Where are the electrons?








Shelly Goldstein

Rutgers University, New Brunswick, NJ, USA.

Foundations of physics






According to the Copenhagen interpretation of quantum mechanics, a quantum particle such as an electron does not have a position until one looks - until one performs an appropriate "measurement." This raises several questions:


.- Why should "looking" be so important?


.- What does it even mean to find the position of an object that doesn't have a position until one looks?


.- Is it necessary to be so extreme?


The answer to the latter question is: Not at all! There is a version of quantum mechanics, Bohmian mechanics, in which quantum particles always have positions; when we look we find the particles where they are: measurement then reveals the positions (just as the word measurement suggests) rather than creating them.

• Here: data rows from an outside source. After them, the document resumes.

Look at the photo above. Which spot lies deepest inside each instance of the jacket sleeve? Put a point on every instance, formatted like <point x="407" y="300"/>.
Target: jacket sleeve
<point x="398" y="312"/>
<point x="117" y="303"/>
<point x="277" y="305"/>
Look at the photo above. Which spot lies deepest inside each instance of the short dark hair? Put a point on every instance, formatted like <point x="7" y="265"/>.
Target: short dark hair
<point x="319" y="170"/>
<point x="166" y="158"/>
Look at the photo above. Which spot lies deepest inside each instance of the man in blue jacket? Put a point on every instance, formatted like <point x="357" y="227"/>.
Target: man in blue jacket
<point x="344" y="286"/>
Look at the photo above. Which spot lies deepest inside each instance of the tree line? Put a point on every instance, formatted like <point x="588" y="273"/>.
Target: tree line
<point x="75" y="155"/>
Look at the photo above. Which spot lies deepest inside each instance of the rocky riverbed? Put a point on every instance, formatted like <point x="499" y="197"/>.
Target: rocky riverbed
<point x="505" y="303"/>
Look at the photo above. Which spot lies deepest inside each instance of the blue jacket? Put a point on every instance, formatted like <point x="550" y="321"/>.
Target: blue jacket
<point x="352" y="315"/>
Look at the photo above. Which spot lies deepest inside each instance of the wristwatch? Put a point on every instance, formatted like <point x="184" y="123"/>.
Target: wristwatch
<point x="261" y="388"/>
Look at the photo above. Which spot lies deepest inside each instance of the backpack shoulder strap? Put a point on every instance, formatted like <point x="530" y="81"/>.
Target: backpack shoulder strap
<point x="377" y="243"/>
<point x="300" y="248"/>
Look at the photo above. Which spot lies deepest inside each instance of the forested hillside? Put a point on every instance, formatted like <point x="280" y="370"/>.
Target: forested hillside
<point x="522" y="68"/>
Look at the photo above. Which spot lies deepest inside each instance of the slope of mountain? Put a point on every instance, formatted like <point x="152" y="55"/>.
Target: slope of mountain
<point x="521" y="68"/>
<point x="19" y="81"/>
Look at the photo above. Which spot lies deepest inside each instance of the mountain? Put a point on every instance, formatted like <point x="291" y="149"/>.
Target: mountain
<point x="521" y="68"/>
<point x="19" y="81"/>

What is the price that must be paid to replace Copenhagen quantum mechanics with Bohmian mechanics? None whatsoever. More precisely, the precise is negative. With Bohmian mechanics one replaces the complicated, bordering on incoherent, measurement postulates of Copenhagen quantum mechanics with a single simple obvious evolution equation for the positions of the particles. Moreover, the measurement postulates themselves, including quantum probabilities and the collapse of the wave packet, are no longer incoherent and become theorems of Bohmian mechanics. Who could ask for anything more?


But there is more. And much of that more can be found in the work of scientists such as Xavier Oriols on applied Bohmian mechanics.